NIC names in the format NIC<number> are reserved for internal use. User NIC names in this format will be prefixed with _


In OpenNebula 6.0 LXD VMM Driver have been deprecated in favor of LXC driver. The replacement of the LXD driver by LXC has the following implications:

  • LXC has less runtime dependencies and overhead.
  • LXC can be easily upgraded to new versions. OpenNebula and LXD management of underlying storage conflicts and the 3.0 model are no longer supported.
  • LXC is supported by more OS distributions.

Current Limitations of LXC vs LXD

  • In order to improve the security, LXC will only support unprivileged containers.
  • Any LXD feature is not supported.

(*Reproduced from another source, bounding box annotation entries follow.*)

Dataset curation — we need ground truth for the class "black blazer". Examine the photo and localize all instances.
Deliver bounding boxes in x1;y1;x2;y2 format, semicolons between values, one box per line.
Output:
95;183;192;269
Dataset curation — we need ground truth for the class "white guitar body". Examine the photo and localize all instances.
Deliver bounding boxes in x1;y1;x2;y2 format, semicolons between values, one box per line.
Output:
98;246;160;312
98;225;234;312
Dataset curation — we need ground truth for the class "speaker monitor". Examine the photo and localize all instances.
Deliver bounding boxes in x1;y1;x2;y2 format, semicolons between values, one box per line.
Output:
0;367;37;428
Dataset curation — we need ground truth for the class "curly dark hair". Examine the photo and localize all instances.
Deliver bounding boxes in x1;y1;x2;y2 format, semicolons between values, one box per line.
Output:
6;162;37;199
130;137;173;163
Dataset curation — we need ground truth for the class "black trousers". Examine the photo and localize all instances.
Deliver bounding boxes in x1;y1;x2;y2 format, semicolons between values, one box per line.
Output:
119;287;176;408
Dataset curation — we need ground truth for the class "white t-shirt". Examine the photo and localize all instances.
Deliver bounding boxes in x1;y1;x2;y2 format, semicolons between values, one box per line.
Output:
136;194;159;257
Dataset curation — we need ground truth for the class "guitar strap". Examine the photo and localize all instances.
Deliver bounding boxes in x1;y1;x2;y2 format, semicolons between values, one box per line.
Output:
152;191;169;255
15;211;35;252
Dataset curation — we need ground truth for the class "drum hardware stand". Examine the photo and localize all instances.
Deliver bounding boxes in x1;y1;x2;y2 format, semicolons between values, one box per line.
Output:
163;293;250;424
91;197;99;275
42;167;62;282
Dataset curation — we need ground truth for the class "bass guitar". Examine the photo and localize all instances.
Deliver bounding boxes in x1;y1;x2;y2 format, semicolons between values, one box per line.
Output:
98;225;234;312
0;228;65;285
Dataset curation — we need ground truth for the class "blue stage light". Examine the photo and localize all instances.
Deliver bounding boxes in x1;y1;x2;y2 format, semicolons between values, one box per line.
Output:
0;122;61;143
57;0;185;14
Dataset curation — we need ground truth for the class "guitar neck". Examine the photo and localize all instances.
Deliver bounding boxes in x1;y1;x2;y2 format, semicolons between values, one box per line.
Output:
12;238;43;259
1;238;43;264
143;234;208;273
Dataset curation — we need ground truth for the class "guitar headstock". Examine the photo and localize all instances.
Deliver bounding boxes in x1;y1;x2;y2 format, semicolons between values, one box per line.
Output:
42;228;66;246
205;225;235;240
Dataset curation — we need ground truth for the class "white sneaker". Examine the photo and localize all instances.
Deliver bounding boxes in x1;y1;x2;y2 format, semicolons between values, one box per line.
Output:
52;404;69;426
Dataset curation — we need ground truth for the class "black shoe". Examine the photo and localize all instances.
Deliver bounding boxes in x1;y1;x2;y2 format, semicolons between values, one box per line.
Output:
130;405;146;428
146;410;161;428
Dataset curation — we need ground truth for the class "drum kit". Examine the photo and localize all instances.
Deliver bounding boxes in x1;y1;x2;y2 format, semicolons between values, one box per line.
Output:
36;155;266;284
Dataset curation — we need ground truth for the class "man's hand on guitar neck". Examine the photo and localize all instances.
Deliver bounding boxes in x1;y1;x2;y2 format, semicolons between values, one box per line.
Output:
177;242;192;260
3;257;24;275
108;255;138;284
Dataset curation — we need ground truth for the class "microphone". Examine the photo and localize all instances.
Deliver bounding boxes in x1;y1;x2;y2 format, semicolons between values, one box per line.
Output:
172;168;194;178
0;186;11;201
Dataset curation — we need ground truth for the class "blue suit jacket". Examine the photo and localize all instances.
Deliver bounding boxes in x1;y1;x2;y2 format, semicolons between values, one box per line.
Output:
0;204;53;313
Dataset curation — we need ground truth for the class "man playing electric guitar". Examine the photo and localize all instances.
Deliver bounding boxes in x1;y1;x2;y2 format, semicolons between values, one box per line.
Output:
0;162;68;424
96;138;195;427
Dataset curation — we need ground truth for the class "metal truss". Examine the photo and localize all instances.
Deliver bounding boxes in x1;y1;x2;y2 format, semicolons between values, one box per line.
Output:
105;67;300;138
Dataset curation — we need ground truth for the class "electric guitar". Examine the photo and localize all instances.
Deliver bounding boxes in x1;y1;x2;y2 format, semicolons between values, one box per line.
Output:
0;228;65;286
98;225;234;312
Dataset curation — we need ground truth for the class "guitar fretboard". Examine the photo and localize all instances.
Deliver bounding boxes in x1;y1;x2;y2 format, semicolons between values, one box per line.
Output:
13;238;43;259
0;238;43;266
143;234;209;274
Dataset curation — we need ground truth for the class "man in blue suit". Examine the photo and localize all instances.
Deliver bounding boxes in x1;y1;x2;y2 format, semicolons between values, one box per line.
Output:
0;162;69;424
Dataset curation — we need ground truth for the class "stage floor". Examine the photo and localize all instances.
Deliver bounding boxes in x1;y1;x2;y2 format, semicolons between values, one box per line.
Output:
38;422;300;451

Note that profiles are supported from version 6.0.2
  • LXC only supports file system images (e.g. complete disks with partition tables are not supported anymore for containers).
  • Support for wild container is not implemented yet.
  • Support for custom disk mountpoints is not implemented yet.
  • The current list of LXC unsupported actions can be found here.


Some of these limitations will be implemented depending on the users’ needs and the roadmap definition.

LXD to LXC Migration Strategy

From OpenNebula 6.0, LXD drivers will be deprecated but they will still be supported. The aim of this is to provide our users a period of time to define their migration strategy during which they can run both kinds of containers.

Specific information on how to carry out the migration can be found in the LXD to LXC Migration guide.